As the actors move across the stage, the music swells triumphantly; falls away eerily; pauses dramatically.

When Malcolm Dow is doing his job well, you won't even notice he's doing it at all.

Dow is the sound designer and composer for this year's production of Shakespeare's Pericles at Vancouver's annual Bard on the Beach Shakespeare festival — a role often overlooked by the theatre-going public, but one Dow says is even more important than in film.

"People think, oh, you don't need a sound designer for a theatre show, it's just going to be a toilet flushing and a doorbell — you know, a couple transition clips," he said.

"I think it can really provide a rich environment that brings the show to life, because theatre is so much about making the audience really buy into the story.

"But there's some people that won't even notice that [the score] is there," he continued. "I think in some ways that's what you want to do, is to make it seamless in the show."

A particularly challenging production

Pericles presented an interesting challenge for Dow because, by his own admission, it's not a very good play.

"I mean, it's a riveting story, it's an amazing story, and an incredible hero's journey," he said. "You can almost think Game of Thrones set in ancient Syria."

"But the writing is not as good as some of Shakespeare's other plays, and he's only partially responsible for it."

So, Dow had his work cut out for him if he wanted to the audience to really buy in — compounded by the fact that he had no prior background or training in the music of the Middle East.

That, combined with the grueling rehearsal schedule, meant Dow was working on music for the play well into technical rehearsals.
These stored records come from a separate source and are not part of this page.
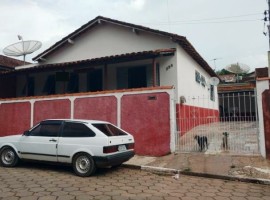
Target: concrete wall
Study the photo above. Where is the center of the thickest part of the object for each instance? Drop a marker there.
(261, 86)
(147, 114)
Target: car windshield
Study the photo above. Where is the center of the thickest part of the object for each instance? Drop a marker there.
(109, 129)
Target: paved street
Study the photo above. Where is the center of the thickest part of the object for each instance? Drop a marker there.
(33, 181)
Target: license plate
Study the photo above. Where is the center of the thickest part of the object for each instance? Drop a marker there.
(122, 148)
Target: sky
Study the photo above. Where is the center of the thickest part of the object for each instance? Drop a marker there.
(222, 31)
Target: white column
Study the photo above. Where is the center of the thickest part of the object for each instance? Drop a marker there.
(261, 86)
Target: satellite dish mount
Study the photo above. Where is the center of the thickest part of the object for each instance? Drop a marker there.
(22, 48)
(237, 68)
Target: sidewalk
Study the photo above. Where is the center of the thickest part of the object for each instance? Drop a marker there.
(249, 168)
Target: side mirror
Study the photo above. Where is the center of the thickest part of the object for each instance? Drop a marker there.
(26, 133)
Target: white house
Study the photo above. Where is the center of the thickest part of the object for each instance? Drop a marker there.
(111, 55)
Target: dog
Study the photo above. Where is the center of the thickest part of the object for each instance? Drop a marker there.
(202, 142)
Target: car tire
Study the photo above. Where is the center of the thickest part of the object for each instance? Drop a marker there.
(8, 157)
(83, 165)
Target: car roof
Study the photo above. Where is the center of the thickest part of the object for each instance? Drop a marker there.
(75, 120)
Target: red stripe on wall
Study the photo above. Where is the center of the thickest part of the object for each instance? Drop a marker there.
(14, 118)
(51, 109)
(96, 108)
(147, 118)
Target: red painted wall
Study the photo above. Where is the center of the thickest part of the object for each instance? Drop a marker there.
(51, 109)
(189, 117)
(98, 108)
(14, 118)
(147, 118)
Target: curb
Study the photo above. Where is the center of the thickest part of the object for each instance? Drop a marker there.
(169, 171)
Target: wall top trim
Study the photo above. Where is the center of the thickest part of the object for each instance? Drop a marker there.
(99, 93)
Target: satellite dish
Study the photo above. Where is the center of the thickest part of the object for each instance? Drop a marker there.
(22, 48)
(214, 81)
(237, 68)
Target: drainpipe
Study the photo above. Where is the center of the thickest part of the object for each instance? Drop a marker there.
(105, 77)
(154, 72)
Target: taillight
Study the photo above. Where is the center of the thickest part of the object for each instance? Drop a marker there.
(130, 146)
(110, 149)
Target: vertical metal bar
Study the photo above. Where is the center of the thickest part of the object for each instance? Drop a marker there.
(245, 106)
(250, 108)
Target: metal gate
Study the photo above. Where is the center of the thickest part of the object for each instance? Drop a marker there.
(235, 130)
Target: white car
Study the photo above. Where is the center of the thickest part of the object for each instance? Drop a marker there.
(86, 144)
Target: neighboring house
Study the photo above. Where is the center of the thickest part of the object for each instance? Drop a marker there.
(237, 99)
(107, 55)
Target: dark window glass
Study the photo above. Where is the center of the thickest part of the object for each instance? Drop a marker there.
(95, 80)
(77, 130)
(49, 87)
(73, 84)
(109, 129)
(46, 130)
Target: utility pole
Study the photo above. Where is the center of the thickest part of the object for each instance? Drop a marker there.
(268, 26)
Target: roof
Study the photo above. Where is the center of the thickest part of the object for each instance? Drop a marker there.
(10, 62)
(182, 41)
(261, 72)
(227, 77)
(82, 64)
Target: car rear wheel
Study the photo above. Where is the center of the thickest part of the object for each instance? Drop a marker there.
(8, 157)
(83, 165)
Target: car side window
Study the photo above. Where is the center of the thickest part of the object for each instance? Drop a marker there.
(76, 130)
(46, 130)
(109, 129)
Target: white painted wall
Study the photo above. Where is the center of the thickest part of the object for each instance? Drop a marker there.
(187, 85)
(261, 86)
(107, 39)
But he finds that's actually an integral part of his theatre-scoring process.

"For me, the [rehearsal] process really reveals so many things that the script doesn't," he said. "There's moments that you just might not have foreseen."

In fact, Dow often finds himself writing well into the preview stage, when there are actual audiences watching the production.

"I've had times where you come up with a show-stopping or a show-winning sound piece that you only come in with on the last day," he said.

"I'm still listening, because there might be one really important ingredient that's not there yet."

Pericles runs at Bard on the Beach until Sept. 21.

With files from CBC Radio One's North by Northwest.